La opinión de que debe aplicarse la ley, con todas las consecuencias, a quien trate de vulnerar o conculcar -recurriendo incluso a la violencia en las calles, conviene recordarlo- el orden constitucional, es compartida no únicamente por la base social y electoral de la derecha, sino también por muchos de quienes nos sentimos próximos, con más o menos intensidad, con mayor o menor grado de compromiso, a una corriente política socialdemócrata o de centro izquierda.
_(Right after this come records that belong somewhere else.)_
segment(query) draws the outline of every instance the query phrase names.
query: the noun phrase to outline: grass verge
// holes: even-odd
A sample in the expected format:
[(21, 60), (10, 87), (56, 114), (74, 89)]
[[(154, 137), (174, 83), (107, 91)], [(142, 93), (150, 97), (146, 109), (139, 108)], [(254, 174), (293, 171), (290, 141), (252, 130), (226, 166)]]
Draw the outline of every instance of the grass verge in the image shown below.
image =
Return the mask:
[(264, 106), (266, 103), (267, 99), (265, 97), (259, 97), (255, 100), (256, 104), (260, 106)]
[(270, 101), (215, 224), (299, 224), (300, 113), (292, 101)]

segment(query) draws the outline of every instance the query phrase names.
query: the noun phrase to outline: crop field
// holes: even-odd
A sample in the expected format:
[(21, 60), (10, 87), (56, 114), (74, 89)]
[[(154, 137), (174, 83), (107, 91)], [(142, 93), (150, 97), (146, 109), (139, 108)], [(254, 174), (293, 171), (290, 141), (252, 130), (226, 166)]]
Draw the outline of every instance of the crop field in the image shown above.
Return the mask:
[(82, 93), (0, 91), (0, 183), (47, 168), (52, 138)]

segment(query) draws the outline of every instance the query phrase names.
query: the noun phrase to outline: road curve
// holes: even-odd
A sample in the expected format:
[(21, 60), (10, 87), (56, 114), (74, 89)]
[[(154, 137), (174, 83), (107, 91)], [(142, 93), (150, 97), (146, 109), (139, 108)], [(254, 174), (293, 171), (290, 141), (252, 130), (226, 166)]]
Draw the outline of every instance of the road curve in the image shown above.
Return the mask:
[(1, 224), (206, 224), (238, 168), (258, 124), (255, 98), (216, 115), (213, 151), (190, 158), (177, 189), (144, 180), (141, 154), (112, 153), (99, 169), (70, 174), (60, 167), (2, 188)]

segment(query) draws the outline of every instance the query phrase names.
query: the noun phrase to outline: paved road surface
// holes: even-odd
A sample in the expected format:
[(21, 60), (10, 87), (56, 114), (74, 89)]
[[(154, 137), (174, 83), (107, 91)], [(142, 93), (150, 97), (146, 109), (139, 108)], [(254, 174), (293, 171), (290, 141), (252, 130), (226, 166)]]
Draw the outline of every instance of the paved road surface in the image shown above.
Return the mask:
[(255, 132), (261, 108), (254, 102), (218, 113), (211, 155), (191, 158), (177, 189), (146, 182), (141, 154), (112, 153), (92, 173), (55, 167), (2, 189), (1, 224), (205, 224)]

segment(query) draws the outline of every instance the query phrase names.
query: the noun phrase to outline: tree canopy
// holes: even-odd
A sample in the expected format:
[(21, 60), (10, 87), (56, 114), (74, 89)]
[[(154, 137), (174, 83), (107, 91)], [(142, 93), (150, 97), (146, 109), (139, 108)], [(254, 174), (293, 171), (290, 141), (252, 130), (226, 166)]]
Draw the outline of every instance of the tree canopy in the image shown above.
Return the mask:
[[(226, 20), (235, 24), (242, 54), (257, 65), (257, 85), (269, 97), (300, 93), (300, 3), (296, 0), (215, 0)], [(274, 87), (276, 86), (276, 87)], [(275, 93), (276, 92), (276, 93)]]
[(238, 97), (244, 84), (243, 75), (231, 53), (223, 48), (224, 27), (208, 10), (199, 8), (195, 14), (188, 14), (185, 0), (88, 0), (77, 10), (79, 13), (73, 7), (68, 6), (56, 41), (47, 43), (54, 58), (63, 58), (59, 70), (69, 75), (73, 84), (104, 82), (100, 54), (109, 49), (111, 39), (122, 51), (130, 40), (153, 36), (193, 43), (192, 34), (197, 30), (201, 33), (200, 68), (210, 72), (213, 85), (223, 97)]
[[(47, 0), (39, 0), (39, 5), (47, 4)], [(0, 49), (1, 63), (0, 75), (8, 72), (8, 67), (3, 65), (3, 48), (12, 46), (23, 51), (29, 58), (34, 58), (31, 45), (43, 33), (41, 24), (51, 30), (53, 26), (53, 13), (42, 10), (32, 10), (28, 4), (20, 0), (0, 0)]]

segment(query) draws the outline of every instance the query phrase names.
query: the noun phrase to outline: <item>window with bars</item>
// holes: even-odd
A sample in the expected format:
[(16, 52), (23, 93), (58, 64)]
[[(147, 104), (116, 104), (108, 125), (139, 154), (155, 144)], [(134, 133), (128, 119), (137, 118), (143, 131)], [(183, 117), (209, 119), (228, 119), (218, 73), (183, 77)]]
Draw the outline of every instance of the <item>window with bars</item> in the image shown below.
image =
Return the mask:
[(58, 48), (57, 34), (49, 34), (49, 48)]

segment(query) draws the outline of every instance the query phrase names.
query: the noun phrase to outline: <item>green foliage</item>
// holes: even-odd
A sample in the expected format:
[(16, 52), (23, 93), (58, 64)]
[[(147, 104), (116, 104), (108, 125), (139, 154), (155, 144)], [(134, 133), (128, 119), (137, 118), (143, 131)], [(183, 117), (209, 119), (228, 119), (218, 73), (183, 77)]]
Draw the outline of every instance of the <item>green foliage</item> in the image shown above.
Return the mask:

El separatismo catalán ha quemado ya su cartucho más potente y ha fracasado. Intentaron imponer sus deseos saltándose la ley y alentando algaradas callejeras. En Cataluña reside un alto porcentaje de familias con origen en otras regiones españolas y, cada vez más, en otros países. No es previsible que el apoyo social del nacionalismo radical aumente mucho. Pero si desarmamos al estado en aras de una imposible concordia, si les sale gratis la fiesta, cabe la posibilidad de que vuelvan a intentarlo en el futuro; acaso con mayor astucia o en una coyuntura internacional más favorable, o apoyados por alguna potencia antieuropea y hostil. No soy un nacionalista español; mi auténtica patria –algo parecido ha dicho hace poco mi admirado Luis Alberto de Cuenca- es, en todo caso, la civilización occidental. Hasta el punto de que incluso estaría dispuesto a tolerar la independencia de Cataluña si fuera realmente viable y no supusiera merma alguna para la integridad, la prosperidad y el peso internacional del país en el que vive mi hijo. Pero tales condiciones son imposibles, excepto en una visión psicótica y delirante, como probablemente lo sea la de los nacionalistas fanáticos. Al contrario de lo que creyeron algunos entusiastas freudianos, una cantidad enorme de diálogo y de análisis no puede curar una esquizofrenia. La medicación tampoco, pero sirve para controlarla.